According to French researchers Bletery and Nocquet, a precursory fault phase slip that starts almost two hours before an earthquake strikes may one day be utilized to anticipate earthquakes and issue early warnings. The two collected information from more than 90 earthquakes of magnitude 7 that occurred in the previous two decades and examined GPS data from 48 hours before each earthquake.
Nocquet defined earthquakes as “sudden slips along faults that separate two tectonic blocks.” The tectonic blocks start to move in relation to one another during the precursor phase, initially slowly and then gradually speeding to eventually attain a high sliding velocity.
The recordings showed no notable activity in the first 46 hours, but in the two hours just before the earthquakes, there were indications of increased activity along the fault zones.

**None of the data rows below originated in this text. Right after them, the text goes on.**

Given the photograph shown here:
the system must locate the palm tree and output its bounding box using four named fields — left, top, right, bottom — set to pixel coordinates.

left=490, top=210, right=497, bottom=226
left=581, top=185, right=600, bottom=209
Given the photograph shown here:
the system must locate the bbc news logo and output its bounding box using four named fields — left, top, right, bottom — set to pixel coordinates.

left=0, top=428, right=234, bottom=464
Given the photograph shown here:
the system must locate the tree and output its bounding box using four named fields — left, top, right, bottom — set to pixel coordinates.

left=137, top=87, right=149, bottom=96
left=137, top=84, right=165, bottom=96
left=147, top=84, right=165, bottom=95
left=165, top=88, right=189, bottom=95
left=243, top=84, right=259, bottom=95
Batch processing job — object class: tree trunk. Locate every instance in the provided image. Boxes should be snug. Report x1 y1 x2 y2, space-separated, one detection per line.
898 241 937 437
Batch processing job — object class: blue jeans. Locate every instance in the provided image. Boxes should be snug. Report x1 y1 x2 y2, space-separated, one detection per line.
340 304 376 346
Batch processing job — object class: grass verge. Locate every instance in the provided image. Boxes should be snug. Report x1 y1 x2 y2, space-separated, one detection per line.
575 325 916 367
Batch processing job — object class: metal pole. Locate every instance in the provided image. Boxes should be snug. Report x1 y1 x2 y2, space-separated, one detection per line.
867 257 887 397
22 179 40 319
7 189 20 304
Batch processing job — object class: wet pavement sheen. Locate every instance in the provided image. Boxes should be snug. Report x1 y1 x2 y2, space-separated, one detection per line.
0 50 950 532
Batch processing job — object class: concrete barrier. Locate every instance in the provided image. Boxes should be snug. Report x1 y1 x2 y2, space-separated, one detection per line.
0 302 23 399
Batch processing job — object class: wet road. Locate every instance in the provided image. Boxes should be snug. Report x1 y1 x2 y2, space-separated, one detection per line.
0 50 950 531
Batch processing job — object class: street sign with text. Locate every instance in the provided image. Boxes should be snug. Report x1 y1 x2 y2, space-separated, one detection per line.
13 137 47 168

This, according to Bletery, is a sign of a slow, otherwise imperceptible shift between tectonic plates beginning around two hours before an earthquake happens. There is a catch, though, and this might not work as an earthquake detector.
Meaningful progress in measurement
According to Bletery, who spoke to New Scientist, “We can’t detect at the scale of one earthquake, so we cannot make predictions.” “But it tells us there’s something going on, and if we make meaningful progress in measurement — either the sensor itself, improving its sensitivity, or by just having more of them — we could be able to perceive things and make predictions,” the researcher said.
The sensitivity needed to generate predictions based on the study’s perimeters is not there in current GPS systems. In addition, according to Bletery, current GPS sensors are only able to make exact detections at a single site using the vast amount of data collected for the study.
According to Bletery, doing so would require GPS sensors with 0.1-millimeter motion detection capabilities. Furthermore, many seismic zones lack the technology necessary to monitor whether seismic activity patterns are constant across big earthquakes.
“Although the results of Bletery and Nocquet suggest that there may indeed be an hours-long precursory phase, it is not clear whether such slow-slip accelerations are distinctly associated with large earthquakes or whether they could ever be measured for individual events with the accuracy needed to provide a useful warning,” wrote Roland Burgmann, the director of the UC Berkeley Active Tectonics Research Group.